Ex-Boston Tobin School Principal Natasha Halfkenny and Assistant Principal Coreen Miranda have each paid a $4,000 civil penalty for violating the conflict of interest law, according to the Massachusetts State Ethics Commission.
They both admitted that they allocated donated tickets for the musical Hamilton to themselves and their sons, who were not Tobin School students.
“By choosing to allocate three of the donated Hamilton tickets to their own sons who were not Tobin School or BPS students, Halfkenny and Miranda denied three Tobin School students of the opportunity to attend the show and violated the conflict of interest law,” said State Ethics Commission Executive Director David Wilson.
“This case is a reminder that public employees must not use their official positions to get themselves or others special, valuable privileges to which they are not entitled, and that there are legal consequences for doing so,” Wilson added.
Last year, the Boston Education Development Fund notified Miranda that a nonprofit had donated 12 tickets to a performance of Hamilton at the Citizens Bank Opera House. The tickets were for Tobin School students who would otherwise be unable to attend such a show.
The nonprofit also donated two additional tickets for chaperones. Each ticket would have cost about $149 to purchase.

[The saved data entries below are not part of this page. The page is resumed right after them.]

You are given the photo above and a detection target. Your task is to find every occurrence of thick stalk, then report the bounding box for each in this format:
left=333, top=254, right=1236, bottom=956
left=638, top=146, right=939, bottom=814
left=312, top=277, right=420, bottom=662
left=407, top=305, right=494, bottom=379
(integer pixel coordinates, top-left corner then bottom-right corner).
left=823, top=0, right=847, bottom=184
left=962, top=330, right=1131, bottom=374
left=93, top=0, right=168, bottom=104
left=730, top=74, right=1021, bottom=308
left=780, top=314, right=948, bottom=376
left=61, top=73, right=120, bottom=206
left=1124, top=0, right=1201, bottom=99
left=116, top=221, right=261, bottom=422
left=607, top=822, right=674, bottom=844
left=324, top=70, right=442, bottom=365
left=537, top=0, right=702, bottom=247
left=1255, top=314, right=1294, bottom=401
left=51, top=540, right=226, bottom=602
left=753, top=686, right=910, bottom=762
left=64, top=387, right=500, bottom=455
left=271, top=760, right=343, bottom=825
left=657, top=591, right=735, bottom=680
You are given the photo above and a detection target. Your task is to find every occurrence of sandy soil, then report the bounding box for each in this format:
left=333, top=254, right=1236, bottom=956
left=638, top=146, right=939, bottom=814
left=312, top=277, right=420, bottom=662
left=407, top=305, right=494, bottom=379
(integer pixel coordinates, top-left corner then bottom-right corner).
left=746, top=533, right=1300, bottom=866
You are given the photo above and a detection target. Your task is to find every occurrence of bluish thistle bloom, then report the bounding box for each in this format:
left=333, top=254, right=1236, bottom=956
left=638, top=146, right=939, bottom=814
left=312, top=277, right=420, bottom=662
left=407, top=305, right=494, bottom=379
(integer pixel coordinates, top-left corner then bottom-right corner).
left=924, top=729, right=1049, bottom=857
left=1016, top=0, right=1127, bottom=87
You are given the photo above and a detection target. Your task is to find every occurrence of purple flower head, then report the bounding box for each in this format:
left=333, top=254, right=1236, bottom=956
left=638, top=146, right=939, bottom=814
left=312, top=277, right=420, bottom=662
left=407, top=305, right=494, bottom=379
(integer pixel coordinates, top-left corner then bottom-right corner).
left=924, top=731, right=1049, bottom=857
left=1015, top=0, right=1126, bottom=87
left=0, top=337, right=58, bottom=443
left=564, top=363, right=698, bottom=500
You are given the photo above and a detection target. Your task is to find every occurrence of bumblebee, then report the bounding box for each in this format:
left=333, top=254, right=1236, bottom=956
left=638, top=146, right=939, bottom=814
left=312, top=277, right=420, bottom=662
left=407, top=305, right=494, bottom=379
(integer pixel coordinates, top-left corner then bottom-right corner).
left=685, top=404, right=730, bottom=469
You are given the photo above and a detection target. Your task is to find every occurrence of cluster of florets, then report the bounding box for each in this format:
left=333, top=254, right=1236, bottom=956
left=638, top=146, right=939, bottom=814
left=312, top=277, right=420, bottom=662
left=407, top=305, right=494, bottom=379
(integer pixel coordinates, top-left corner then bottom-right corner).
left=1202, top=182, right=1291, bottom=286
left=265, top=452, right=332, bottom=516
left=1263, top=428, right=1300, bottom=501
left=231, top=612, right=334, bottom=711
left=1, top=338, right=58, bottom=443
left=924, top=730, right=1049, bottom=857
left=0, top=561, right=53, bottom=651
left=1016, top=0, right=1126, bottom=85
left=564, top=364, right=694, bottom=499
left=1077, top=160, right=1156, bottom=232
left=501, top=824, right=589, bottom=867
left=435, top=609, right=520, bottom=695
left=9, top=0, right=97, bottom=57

Miranda told Halfkenny, her direct supervisor and personal friend, that she planned to allocate one of the chaperone tickets to herself and two of the Tobin School student tickets to her sons — who were not students at the Tobin School or in Boston Public Schools.
Miranda asked Halfkenny if she would like to chaperone. Halfkenny allowed Miranda to bring her sons to the show and agreed to chaperone. No other employees of Tobin School were offered the opportunity to chaperone.
“Rather than making the opportunity to attend Hamilton known or available to all Tobin students, Halfkenny and Miranda themselves chose a group of nine eighth-grade students to attend the show,” the State Ethics Commission wrote. “At some point, Halfkenny and Miranda allocated an extra ticket to Halfkenny’s minor son, who was not a Tobin or Boston Public Schools student.”
By providing their sons with Hamilton tickets intended for Tobin School students, Halfkenny and Miranda violated the conflict of interest law’s ban against public employees using their official positions to obtain for themselves or others valuable privileges that are not properly available to them.